The restoration of the Puerta de la Justicia reveals decorative details and craft techniques used in the mediaeval Alhambra
The Alhambra never ceases to surprise. The restoration of the Puerta de la Justicia or Gate of Justice has uncovered various original Nasrid decorations created with unique craft techniques. The Conservation and Protection Department began work last October on this emblematic space built by Sultan Yusuf I in 1348, the date that appears in an inscription in Arabic on the foundation stone situated in the outer façade, one of the few that have been found in the Alhambra.
This morning the Director of the Council of the Alhambra and Generalife, María del Mar Villafranca, came to supervise the restoration work on the gate, which is now in its final stages. She commented that “the cleaning work is producing huge surprises. The restorers have uncovered materials and colours that had lain hidden and have exposed unique delicate pieces worked with meticulous care, excellent examples of the exquisite, highly refined craft techniques used by the Nasrids in epigraphy, plant motifs, etc. All this information gives us a clearer picture of the Alhambra in the 14th and 15th centuries”.

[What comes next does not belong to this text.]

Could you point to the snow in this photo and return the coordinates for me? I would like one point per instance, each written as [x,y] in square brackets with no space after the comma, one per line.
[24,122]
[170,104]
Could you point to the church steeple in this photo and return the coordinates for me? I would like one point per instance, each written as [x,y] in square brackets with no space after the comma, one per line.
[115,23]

The restoration work on the gate has focused particularly on the outer façade, in which the restoration team have cleaned the columns, the arch, the canvas of stone, the founding inscription in Arabic, the panel of sebka (decorative rhomboid patterns), the niche, the copy of the Gothic sculpture, the arches and walls with mural paintings and the wooden door with a metal lining. Work on the inner facade has concentrated on the stone features and imitation-brick murals.
For his part, the architect-conservator of the Council of the Alhambra and Generalife, Francisco Lamolda, explained that during the cleaning and consolidation of the different parts of the Gate the restorers found that “after removing the layer of dirt obscuring the ashlars, other stones in different colours appeared which make the gate even more beautiful. We are currently studying an Arabic inscription in inlay carved out of white Macael marble with incrusted slate, a piece that shows that the mediaeval craftsmen also had great skill when it came to working with slate. This is the only example of this technique so far documented in the Alhambra”.

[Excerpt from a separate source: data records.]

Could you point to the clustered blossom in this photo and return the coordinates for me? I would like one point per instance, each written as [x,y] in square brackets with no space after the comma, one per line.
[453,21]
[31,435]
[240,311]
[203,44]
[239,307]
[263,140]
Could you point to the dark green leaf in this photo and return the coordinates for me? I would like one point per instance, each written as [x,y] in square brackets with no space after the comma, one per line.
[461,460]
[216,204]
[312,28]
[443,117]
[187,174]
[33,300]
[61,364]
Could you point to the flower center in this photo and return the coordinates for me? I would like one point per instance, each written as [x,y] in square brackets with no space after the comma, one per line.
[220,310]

The Restoration Department of the Council of the Alhambra and Generalife was responsible for the technical management of this project, which cost 47,133.20€ and involved a multi-disciplinary team of restorers specializing in wood, plasterwork and tiles, together with professionals from the works and maintenance department, and the masonry, carpentry, plumbing and electricity workshops. Researchers from the University of Granada also took part in the research and analysis of the materials.

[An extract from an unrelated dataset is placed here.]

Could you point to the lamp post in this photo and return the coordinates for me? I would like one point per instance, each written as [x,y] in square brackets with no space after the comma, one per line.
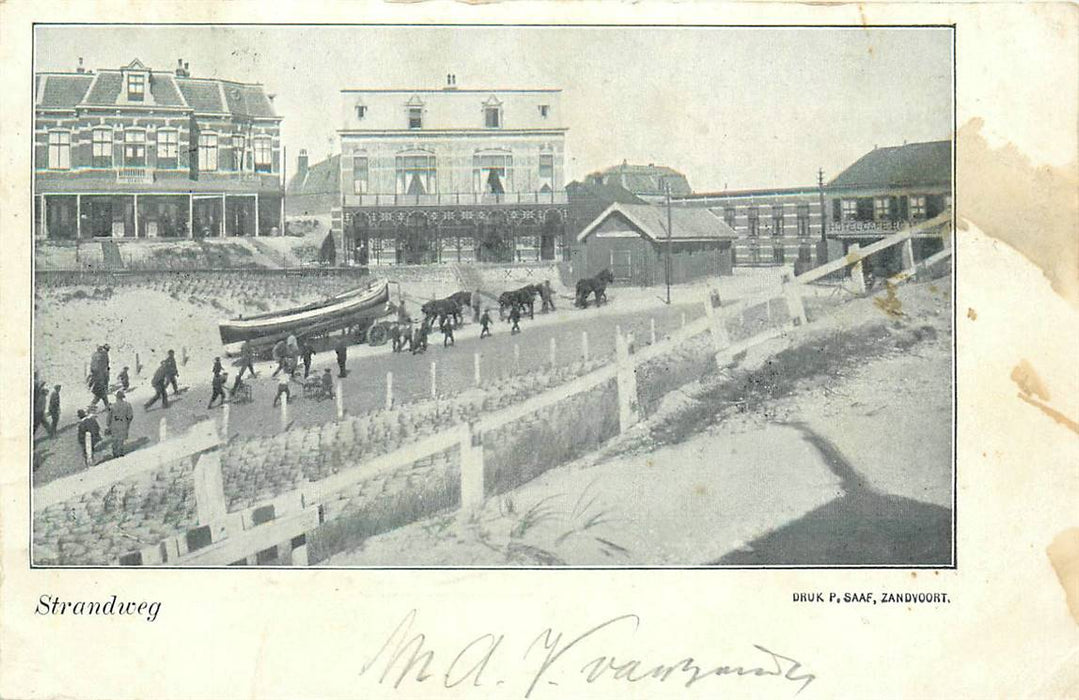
[668,262]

The Puerta de la Justicia has great symbolic value in the Alhambra. The sculpted hand which appears in the keystone of the great outer arch and the key situated above the inner entrance arch are well-known Islamic symbols, which contrast with the Gothic image of the Madonna and Child by the sculptor Roberto Alemán. This sculpture was installed by order of the conquering Christian King and Queen on the large stone panel with the Arabic inscription relating to the foundation of the gate, which appears above the key.
The sculpture of the Madonna which today occupies this space is a copy of the original on display at the Granada Fine Arts Museum. The main aim of the restoration work was to thoroughly clean this work of art, originally painted in an array of colours which had been obscured by a thick layer of dirt.